Tom Playfair; Or Making a Start
- 1891 edition (publ. Benziger Brothers)
- Author: Francis J. Finn
- Language: English
- Series: Fr. Finn’s Famous Three
- Genre: fiction, Children’s literature
- Publication date: 1890
- Publication place: USA
- Media type: Print (hardback & paperback)
- Pages: 255 pp
- ISBN: 978-0-89555-670-7
- OCLC: 48554244
- Followed by: Percy Winn

= Tom Playfair =

1890 book by Fr. Francis J. Finn S.J.

Tom Playfair; Or Making a Start is a book by a Roman Catholic priest, Fr. Francis J. Finn S.J., originally published in 1890, and written for youths ages 9–12. It has been translated into multiple languages. Finn was inspired by his experiences as a school prefect, with the setting of St. Maure's being a fictionalized version of his school, St. Mary's College, Kansas. Tom Playfair and its two sequels mix comedic stories of school sports, pranks, and classroom anecdotes with moral and theological lessons.

==Synopsis ==
Tom is a mischievous ten-year-old boy living with his father, aunt and uncle in St. Louis. Due to his uncontrollable behavior, his strict and distant father sends him to a Catholic boarding school, St. Maure’s. Tom continues his antics, but is gradually impressed by the positive examples around him. He is inspired to improve his behavior and prepare for his First Communion. This includes befriending a bully whom he had previously mocked and fought with. On a visit with his family, Tom continues to be playful and irreverent, but his escapades are now focused on helping the poor and being kind to others. Regardless, his father thinks Tom is too immature to receive First Communion. Although Tom is initially heartbroken, he humbly chooses to delay his First Communion until the next year. Tom befriends a new student, James Aldine, but James is attacked by a murderer and Tom is unable to save him. On Christmas Day, Tom receives his First Communion and James dies of his injuries. In honor of James, Tom devotes himself to God.

=== Sequels ===

==== Percy Wynn: or Making a Boy Out of Him ====
Percy, an effeminate 13-year-old who had a sheltered upbringing with his ten sisters, arrives at St. Maure’s. 12-year-old Tom Playfair defends him from the other boys’ teasing but is astonished by his formal mannerisms. Tom promises to make a boy of him, and begins introducing him to sports such as baseball and fishing. Percy shows surprising determination and courage, as when he walks four miles across the prairie to warn Tom about some school bullies who are planning to ambush him. The bullies subsequently have a change of heart. Percy is also attacked by a group of boys in town when he steps in to defend a drunken man; this results in the man reconsidering his dislike for religion and sending his own son to St. Maure’s. Finally Percy comforts a dying beggar and makes peace with the town boys. At the end of the school year, Tom concludes that Percy has become a “little man” on his own.

==== Harry Dee: or Making It Out ====
Harry Dee frequently sleepwalks as a child. One night, his uncle is found dead and Harry wakes up covered in his blood.
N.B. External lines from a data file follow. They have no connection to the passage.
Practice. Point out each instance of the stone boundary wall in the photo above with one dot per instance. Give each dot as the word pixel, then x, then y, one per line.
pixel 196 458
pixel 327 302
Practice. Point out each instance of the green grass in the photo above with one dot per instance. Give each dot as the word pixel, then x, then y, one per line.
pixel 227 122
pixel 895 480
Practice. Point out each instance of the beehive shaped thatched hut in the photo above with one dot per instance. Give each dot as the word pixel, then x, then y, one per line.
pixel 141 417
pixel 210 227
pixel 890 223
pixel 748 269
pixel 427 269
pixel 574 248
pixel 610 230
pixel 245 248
Suspicion for the murder and the theft of a large amount of money falls on Harry’s nurse, who has fled. The uncle's mansion is left abandoned with a reputation for being haunted. Three years later, at age thirteen, the anxious and high-strung Harry arrives at St. Maure’s and meets Tom, Percy, and their friends. They spend time on sports and academics, also taking summer vacations together. Harry confides in the others about the murder and they begin investigating. One day, they encounter Harry’s old nurse in a shop. She believes Harry killed his uncle himself in his sleep; she fled to protect him and knows nothing about the missing money. Harry searches the mansion with help from his uncle’s old servant, Caggett, and discovers a secret drawer containing the money. Caggett was the real murderer, having been trying to find the money that night. Percy arrives in time to rescue Harry. In the final chapter, almost all of the characters have graduated from St. Maure's. Tom is studying in the seminary to become a Jesuit priest, while Percy is doing charity work and planning to start a Catholic magazine for children with Harry.

==Background and reception==
Finn began working on Tom Playfair during the nights while he was suffering from insomnia. It represents Catholic residential school life and Finn hoped to give his readers his ideal of a genuine Catholic American boy.
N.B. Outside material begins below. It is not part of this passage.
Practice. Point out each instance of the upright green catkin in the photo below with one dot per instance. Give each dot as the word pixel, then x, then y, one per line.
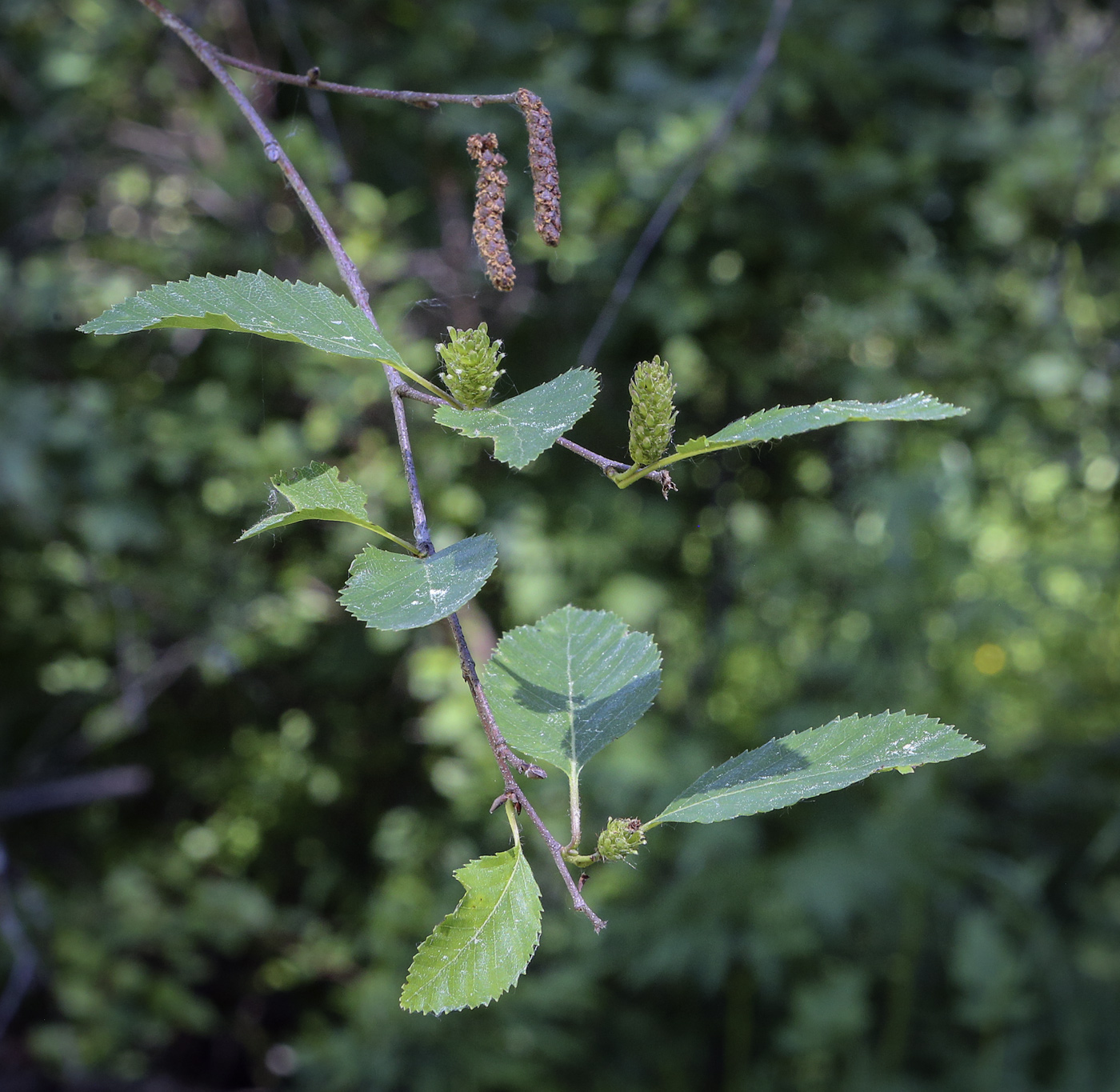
pixel 470 366
pixel 652 412
pixel 619 839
Despite being second in order, Percy Wynn was the first book Finn published. After its popularity, he was able to publish the other two books. Tom Playfair was translated into German, Portuguese, Italian, Dutch, Polish and French. It received good reviews and quickly became widely read, with the series filling a gap for Catholic children's fiction. It was often described as a Catholic version of Tom Brown's School Days.

A reviewer for The Month praised Tom Playfair, but criticized the violent plot points. The same magazine had similar criticism for Harry Dee, which makes an abrupt tonal shift from previous books in the series; it is more focused on academic achievements with the characters aging towards graduation, but also has an overarching murder mystery.